Much of this work moves beyond representational (visual
and textual) readings of place and environment to an
interpretative emphasis on emotive states and embodied
practices. However, the so-called ‘affective turn’ has so
far underplayed the socio-cultural complexity that
regulates touch in different places – the conventions of
when, where and with whom one can touch. How are these
conventions policed? To what degree are places of touch
gendered, and how does age, culture or ability become
associated with touch?
Edited collections, as we know, vary in quality and usefulness. However, this book has a uniformly high standard of scholarly excellence; each of the essays is well supported by an intellectual rigor and provides a key resource in recording the most important sources, giving us an intellectual history of touch, if you like… What makes this collection such a success is its creativity. In providing us with a fizzling encyclopedia of touch it reinvigorated my perception of what it is to research. – Sally Munt, review in The Senses & Society 8(3): 655-6.
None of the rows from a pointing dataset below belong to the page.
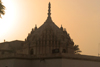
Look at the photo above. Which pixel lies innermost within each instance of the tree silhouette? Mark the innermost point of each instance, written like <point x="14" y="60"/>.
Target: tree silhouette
<point x="76" y="49"/>
<point x="2" y="9"/>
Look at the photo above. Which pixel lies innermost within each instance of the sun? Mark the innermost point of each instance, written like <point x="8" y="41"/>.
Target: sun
<point x="7" y="21"/>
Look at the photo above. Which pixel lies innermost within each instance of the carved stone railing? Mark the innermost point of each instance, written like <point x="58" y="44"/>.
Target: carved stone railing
<point x="51" y="56"/>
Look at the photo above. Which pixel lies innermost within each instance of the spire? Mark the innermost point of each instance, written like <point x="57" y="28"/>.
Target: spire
<point x="49" y="13"/>
<point x="35" y="26"/>
<point x="49" y="10"/>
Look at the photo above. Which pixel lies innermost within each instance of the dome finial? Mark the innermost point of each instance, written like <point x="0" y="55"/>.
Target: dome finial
<point x="49" y="9"/>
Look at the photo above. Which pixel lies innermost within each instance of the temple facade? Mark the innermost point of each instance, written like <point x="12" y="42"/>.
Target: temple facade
<point x="46" y="46"/>
<point x="48" y="39"/>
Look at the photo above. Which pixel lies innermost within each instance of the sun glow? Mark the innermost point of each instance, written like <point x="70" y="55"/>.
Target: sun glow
<point x="7" y="21"/>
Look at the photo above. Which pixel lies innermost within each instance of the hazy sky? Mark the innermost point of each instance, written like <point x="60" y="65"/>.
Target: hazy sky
<point x="81" y="18"/>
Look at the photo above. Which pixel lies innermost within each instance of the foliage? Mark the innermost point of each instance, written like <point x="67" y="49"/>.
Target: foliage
<point x="76" y="49"/>
<point x="2" y="8"/>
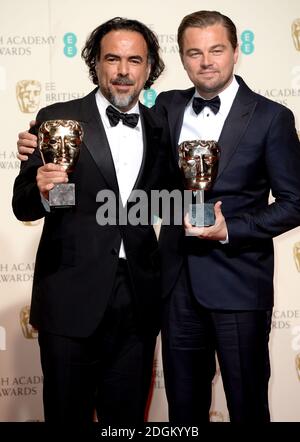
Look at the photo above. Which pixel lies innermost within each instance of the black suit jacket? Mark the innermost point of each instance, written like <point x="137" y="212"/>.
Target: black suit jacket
<point x="77" y="259"/>
<point x="260" y="151"/>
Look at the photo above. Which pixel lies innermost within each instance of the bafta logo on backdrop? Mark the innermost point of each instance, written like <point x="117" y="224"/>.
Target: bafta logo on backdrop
<point x="28" y="331"/>
<point x="296" y="33"/>
<point x="28" y="95"/>
<point x="296" y="253"/>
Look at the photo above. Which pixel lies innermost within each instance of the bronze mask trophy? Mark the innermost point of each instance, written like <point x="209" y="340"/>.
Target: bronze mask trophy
<point x="198" y="161"/>
<point x="59" y="143"/>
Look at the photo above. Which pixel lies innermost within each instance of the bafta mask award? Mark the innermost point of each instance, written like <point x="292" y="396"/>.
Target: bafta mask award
<point x="59" y="143"/>
<point x="198" y="161"/>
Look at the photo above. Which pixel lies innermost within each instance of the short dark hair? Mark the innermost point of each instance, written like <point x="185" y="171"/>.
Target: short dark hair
<point x="91" y="51"/>
<point x="202" y="19"/>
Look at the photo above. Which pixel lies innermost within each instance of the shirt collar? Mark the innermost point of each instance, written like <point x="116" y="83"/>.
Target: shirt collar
<point x="226" y="97"/>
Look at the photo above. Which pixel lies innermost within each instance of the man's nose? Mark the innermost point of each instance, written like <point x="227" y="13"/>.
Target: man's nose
<point x="123" y="68"/>
<point x="206" y="59"/>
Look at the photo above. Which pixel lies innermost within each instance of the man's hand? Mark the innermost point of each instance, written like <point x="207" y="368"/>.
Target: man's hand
<point x="26" y="144"/>
<point x="217" y="232"/>
<point x="49" y="175"/>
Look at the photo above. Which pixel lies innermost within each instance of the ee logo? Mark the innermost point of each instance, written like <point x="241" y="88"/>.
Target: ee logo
<point x="247" y="46"/>
<point x="70" y="41"/>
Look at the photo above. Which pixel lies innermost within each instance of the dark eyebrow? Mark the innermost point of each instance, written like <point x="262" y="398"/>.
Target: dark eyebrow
<point x="136" y="57"/>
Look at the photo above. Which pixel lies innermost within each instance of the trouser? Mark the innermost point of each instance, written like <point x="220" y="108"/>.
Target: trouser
<point x="191" y="335"/>
<point x="109" y="371"/>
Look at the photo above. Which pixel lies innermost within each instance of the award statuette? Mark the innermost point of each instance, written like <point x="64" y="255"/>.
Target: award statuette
<point x="59" y="143"/>
<point x="198" y="161"/>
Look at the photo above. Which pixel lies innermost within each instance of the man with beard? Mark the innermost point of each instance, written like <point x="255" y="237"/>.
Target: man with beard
<point x="96" y="290"/>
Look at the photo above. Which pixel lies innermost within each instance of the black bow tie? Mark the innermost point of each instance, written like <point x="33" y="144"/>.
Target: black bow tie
<point x="200" y="103"/>
<point x="115" y="116"/>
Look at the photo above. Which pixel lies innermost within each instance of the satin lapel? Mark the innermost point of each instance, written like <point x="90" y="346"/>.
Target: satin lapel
<point x="175" y="115"/>
<point x="96" y="142"/>
<point x="151" y="139"/>
<point x="235" y="124"/>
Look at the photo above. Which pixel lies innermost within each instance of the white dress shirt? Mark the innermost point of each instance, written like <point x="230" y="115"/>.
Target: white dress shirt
<point x="126" y="145"/>
<point x="207" y="125"/>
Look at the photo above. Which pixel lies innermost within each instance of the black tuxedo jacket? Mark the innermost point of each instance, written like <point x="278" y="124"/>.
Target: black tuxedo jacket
<point x="77" y="259"/>
<point x="260" y="151"/>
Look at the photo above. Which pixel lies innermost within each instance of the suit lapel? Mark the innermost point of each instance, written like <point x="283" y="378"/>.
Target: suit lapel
<point x="96" y="141"/>
<point x="151" y="139"/>
<point x="176" y="113"/>
<point x="235" y="124"/>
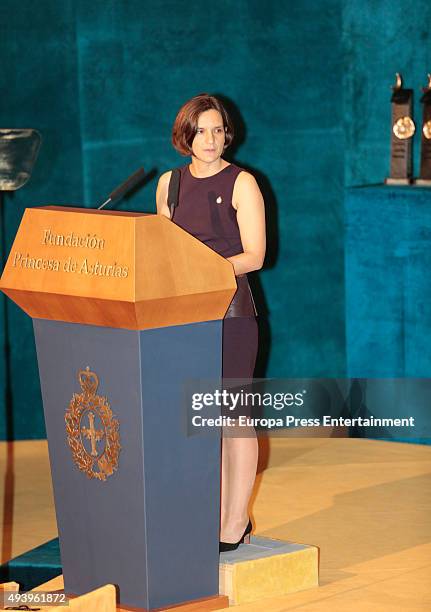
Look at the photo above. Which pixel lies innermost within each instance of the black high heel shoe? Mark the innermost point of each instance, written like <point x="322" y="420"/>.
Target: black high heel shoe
<point x="226" y="546"/>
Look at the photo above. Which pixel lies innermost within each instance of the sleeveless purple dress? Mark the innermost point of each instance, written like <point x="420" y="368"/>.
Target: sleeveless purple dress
<point x="205" y="210"/>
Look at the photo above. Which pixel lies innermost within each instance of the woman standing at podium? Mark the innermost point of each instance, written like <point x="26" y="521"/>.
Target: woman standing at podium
<point x="221" y="204"/>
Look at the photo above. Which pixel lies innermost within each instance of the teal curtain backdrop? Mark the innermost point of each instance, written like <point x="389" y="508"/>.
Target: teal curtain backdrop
<point x="309" y="80"/>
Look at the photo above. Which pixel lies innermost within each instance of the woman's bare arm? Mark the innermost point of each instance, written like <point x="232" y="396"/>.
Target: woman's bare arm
<point x="248" y="201"/>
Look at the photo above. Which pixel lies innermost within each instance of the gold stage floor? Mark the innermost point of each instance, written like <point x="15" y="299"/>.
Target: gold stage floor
<point x="365" y="503"/>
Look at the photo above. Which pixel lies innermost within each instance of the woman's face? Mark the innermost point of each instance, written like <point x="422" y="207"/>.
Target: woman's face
<point x="208" y="143"/>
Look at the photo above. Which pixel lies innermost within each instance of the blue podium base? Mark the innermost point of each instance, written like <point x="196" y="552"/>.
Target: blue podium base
<point x="150" y="523"/>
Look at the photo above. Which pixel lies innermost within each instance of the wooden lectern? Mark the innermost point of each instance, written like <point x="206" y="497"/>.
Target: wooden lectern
<point x="126" y="307"/>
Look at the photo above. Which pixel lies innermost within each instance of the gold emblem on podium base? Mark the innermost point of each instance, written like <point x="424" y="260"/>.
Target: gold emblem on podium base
<point x="92" y="432"/>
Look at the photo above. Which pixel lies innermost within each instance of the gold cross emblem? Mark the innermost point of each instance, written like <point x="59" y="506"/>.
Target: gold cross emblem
<point x="95" y="464"/>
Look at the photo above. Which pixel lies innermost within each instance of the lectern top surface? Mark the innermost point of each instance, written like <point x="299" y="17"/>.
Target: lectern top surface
<point x="95" y="211"/>
<point x="114" y="268"/>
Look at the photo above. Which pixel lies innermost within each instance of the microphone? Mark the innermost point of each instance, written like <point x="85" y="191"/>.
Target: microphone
<point x="124" y="188"/>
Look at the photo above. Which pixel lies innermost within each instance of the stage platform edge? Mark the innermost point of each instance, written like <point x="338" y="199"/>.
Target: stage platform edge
<point x="267" y="568"/>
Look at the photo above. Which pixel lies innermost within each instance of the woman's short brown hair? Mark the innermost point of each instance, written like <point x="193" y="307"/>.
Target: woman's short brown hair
<point x="186" y="122"/>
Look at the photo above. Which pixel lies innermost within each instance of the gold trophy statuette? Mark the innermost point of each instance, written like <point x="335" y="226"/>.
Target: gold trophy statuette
<point x="403" y="129"/>
<point x="424" y="179"/>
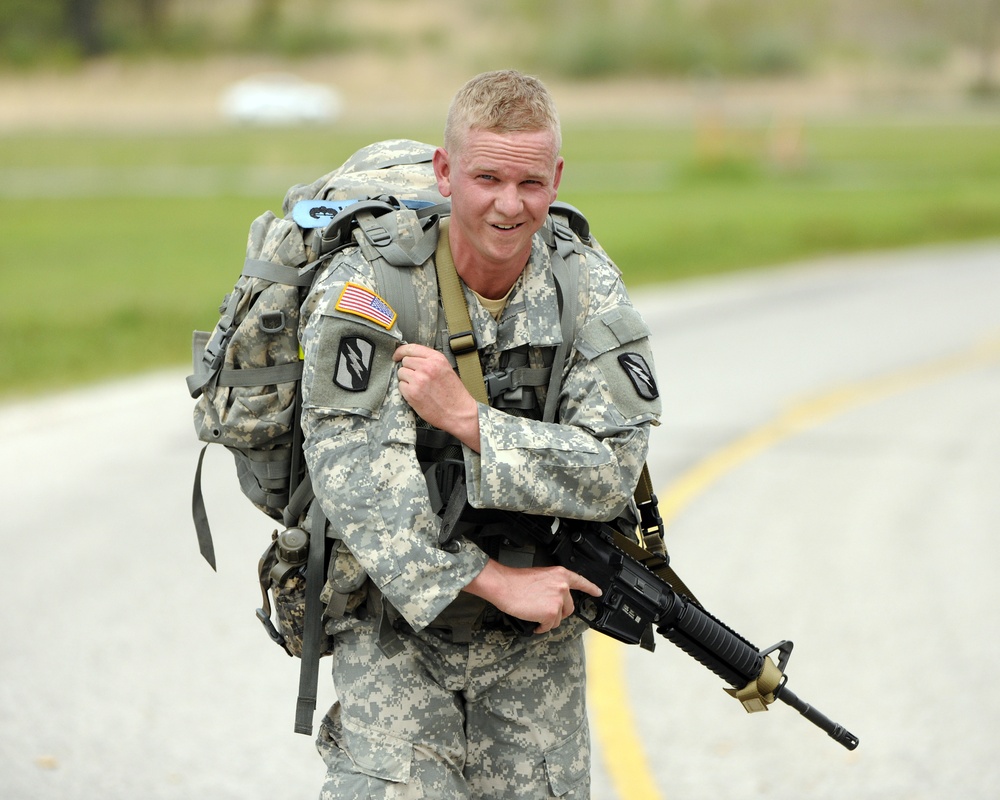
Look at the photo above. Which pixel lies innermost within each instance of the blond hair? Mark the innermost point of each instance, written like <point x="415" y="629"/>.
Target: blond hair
<point x="502" y="101"/>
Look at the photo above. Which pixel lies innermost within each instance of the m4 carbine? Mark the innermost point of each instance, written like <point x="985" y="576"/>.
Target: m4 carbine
<point x="637" y="599"/>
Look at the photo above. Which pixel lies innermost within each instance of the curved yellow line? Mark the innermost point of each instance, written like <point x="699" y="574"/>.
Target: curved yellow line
<point x="614" y="725"/>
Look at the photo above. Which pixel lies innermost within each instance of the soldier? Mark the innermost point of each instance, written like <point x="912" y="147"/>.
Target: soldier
<point x="438" y="695"/>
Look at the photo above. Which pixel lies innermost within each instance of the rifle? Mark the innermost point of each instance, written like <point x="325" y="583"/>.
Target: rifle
<point x="638" y="598"/>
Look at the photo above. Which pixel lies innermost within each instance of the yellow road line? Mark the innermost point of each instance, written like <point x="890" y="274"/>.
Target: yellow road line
<point x="614" y="725"/>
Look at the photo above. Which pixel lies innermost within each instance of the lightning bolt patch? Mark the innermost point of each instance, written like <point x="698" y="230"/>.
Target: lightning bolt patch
<point x="640" y="374"/>
<point x="354" y="363"/>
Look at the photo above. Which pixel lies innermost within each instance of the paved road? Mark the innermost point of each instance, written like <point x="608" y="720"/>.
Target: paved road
<point x="829" y="463"/>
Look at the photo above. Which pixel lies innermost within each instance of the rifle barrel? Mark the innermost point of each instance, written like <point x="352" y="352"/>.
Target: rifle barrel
<point x="836" y="732"/>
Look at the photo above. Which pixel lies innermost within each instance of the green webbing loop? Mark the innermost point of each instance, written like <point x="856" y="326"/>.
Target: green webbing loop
<point x="456" y="313"/>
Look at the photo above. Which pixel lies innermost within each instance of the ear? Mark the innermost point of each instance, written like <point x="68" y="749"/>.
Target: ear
<point x="442" y="171"/>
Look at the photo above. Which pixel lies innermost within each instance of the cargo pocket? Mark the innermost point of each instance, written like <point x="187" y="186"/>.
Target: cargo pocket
<point x="567" y="765"/>
<point x="376" y="753"/>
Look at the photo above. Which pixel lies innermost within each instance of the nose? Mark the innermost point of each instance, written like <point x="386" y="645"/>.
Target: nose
<point x="508" y="200"/>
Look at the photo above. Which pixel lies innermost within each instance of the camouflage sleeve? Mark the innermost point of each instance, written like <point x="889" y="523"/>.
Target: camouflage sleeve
<point x="359" y="447"/>
<point x="585" y="465"/>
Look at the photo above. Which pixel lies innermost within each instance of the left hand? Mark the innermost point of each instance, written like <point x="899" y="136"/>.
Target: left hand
<point x="435" y="392"/>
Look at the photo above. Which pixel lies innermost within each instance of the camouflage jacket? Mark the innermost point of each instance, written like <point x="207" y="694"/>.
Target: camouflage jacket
<point x="361" y="434"/>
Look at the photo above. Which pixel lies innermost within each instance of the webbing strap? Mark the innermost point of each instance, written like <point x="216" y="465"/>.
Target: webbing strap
<point x="277" y="273"/>
<point x="200" y="515"/>
<point x="260" y="376"/>
<point x="758" y="694"/>
<point x="312" y="625"/>
<point x="456" y="312"/>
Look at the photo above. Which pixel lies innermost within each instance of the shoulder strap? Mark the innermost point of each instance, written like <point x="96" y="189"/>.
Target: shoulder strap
<point x="461" y="339"/>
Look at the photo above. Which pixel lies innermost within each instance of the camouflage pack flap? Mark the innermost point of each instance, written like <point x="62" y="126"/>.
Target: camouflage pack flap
<point x="247" y="370"/>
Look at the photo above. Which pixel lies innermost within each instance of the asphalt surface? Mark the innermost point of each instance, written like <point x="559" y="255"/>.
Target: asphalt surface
<point x="829" y="462"/>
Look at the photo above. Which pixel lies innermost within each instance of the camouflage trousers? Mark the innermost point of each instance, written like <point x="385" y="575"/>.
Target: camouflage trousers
<point x="500" y="717"/>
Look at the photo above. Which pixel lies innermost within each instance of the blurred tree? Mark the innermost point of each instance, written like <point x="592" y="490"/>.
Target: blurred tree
<point x="152" y="17"/>
<point x="84" y="25"/>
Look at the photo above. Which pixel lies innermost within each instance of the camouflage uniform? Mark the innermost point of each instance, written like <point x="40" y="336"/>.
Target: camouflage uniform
<point x="500" y="715"/>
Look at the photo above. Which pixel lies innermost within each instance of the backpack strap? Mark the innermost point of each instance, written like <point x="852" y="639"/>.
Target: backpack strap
<point x="461" y="339"/>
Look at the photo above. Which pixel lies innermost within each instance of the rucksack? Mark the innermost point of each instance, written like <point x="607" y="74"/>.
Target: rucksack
<point x="247" y="370"/>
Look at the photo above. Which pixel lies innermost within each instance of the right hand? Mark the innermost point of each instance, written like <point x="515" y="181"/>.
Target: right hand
<point x="537" y="594"/>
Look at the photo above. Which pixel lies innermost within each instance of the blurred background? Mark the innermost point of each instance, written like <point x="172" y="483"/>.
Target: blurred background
<point x="138" y="138"/>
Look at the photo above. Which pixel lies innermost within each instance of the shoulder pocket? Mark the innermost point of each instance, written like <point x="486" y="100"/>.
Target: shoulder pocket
<point x="349" y="364"/>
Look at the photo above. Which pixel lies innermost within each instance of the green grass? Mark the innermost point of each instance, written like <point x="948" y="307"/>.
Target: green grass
<point x="113" y="248"/>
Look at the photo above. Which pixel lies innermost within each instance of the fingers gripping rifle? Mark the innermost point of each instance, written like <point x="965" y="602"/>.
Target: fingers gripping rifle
<point x="636" y="599"/>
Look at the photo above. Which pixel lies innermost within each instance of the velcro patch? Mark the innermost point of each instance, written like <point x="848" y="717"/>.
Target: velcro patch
<point x="640" y="374"/>
<point x="363" y="302"/>
<point x="355" y="356"/>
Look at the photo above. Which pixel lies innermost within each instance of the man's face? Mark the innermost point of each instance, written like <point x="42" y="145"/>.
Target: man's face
<point x="501" y="186"/>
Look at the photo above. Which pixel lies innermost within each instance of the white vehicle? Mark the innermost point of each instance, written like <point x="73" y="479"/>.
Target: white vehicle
<point x="279" y="99"/>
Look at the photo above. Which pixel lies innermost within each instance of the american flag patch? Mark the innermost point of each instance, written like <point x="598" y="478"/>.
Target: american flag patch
<point x="363" y="302"/>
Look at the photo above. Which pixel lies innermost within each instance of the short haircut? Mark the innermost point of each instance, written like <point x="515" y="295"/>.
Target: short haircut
<point x="502" y="101"/>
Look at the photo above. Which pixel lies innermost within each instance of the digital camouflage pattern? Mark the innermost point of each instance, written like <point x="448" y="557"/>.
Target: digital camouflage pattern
<point x="397" y="733"/>
<point x="359" y="444"/>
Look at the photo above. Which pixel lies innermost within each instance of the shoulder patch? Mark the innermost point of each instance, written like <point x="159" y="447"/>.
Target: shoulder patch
<point x="354" y="363"/>
<point x="640" y="374"/>
<point x="363" y="302"/>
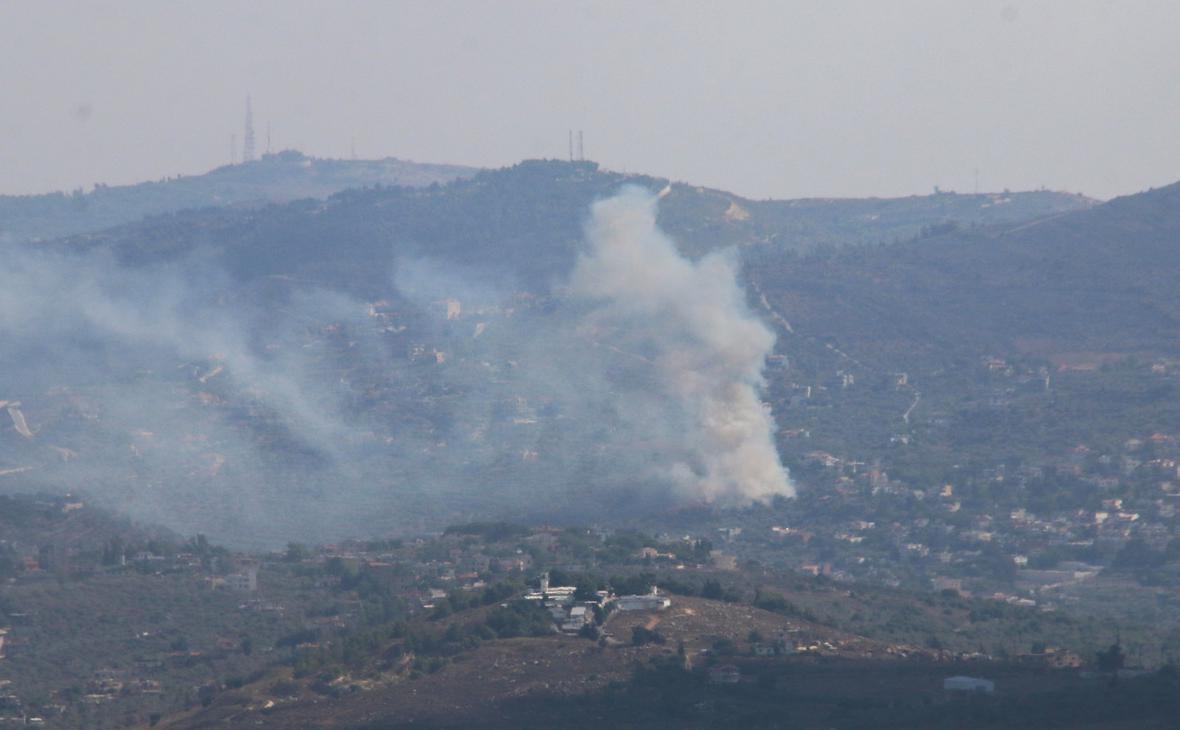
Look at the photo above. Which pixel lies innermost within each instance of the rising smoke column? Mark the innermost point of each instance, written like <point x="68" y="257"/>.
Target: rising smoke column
<point x="689" y="322"/>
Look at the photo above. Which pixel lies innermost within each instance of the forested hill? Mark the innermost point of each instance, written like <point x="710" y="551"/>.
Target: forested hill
<point x="1088" y="285"/>
<point x="525" y="222"/>
<point x="274" y="178"/>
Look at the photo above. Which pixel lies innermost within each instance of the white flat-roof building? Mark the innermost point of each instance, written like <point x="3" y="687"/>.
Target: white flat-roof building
<point x="651" y="602"/>
<point x="969" y="684"/>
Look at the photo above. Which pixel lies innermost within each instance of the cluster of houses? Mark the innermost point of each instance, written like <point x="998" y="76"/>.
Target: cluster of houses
<point x="570" y="613"/>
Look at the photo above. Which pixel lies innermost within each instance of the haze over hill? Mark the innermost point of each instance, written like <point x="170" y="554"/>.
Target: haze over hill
<point x="273" y="178"/>
<point x="397" y="357"/>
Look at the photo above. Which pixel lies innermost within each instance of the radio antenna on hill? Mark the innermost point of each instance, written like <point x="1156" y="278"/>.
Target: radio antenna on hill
<point x="248" y="139"/>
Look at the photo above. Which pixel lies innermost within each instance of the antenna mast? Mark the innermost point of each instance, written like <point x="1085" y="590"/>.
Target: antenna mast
<point x="248" y="139"/>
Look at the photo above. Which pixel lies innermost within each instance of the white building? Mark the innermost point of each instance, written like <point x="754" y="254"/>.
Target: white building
<point x="651" y="602"/>
<point x="969" y="684"/>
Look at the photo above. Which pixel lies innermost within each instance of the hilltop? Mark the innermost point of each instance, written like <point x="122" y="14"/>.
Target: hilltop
<point x="273" y="178"/>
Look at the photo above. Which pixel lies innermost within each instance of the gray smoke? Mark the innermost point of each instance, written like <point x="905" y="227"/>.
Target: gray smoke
<point x="689" y="322"/>
<point x="266" y="409"/>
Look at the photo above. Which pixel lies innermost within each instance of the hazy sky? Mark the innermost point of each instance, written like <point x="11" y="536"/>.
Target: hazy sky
<point x="767" y="99"/>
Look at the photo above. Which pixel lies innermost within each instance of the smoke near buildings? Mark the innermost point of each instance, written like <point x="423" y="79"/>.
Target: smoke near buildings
<point x="268" y="410"/>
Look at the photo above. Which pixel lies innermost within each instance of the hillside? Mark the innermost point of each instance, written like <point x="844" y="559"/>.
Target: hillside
<point x="274" y="178"/>
<point x="283" y="369"/>
<point x="1095" y="281"/>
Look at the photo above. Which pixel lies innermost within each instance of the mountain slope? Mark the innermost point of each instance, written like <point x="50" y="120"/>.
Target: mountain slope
<point x="274" y="178"/>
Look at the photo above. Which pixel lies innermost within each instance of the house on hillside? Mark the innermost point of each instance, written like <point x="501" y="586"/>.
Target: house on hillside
<point x="969" y="684"/>
<point x="650" y="602"/>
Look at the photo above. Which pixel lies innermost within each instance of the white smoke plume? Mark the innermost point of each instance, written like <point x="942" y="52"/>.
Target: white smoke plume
<point x="689" y="324"/>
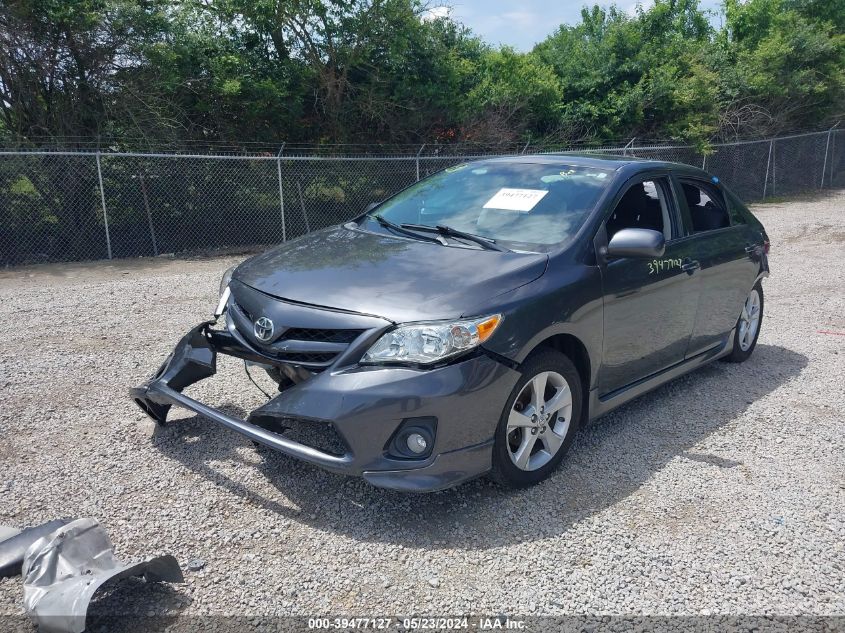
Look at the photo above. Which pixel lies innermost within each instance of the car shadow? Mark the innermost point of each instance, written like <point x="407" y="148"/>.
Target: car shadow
<point x="658" y="427"/>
The Senses of Touch: Haptics,
Affects and Technologies. London & New York:
Routledge (2007). Buy Routledge,
Amazon UK | US
Touch is the first sense to develop in the womb, yet often
it is overlooked. The Senses of Touch examines
the role of touching and feeling as part of the fabric of
everyday, embodied experience. How can we think about
touch? Problems of touch and tactility run as a continuous
thread in philosophy, psychology, medical writing and
representations in art, from Ancient Greece to the present
day. Picking through some of these threads, the book
‘feels’ its way towards writing and thinking about touch
as both sensory and affective experience. Taking a
broadly phenomenological framework that traces the
tactility from Aristotle through the Enlightenment to the
present day, it examines the role of touch across a range
of experiences including aesthetics, digital design,
visual impairment and touch therapies. The Senses
of Touch thereby demonstrates the varieties of
sensory experience, and explores the diverse range of our
‘senses’ of touch. These debates are augmented by
original empirical work within the new, emerging
technologies of touch, such as the human-computer
interface (HCI), digital design, and even controllers for
computers and videogame consoles. Thus tactility is
increasingly ubiquitous, and haptics can be seen as the
engineering of feelings and sensations – for design,
entertainment or industry alike.
Paterson’s pluralizing of The Senses of Touch in the title of the book is significant in indicating the author’s approach to these senses as both multiple and varied, and the book excels in considering these different areas. – Carrie Purcell, review in The Senses & Society 4(3): 364.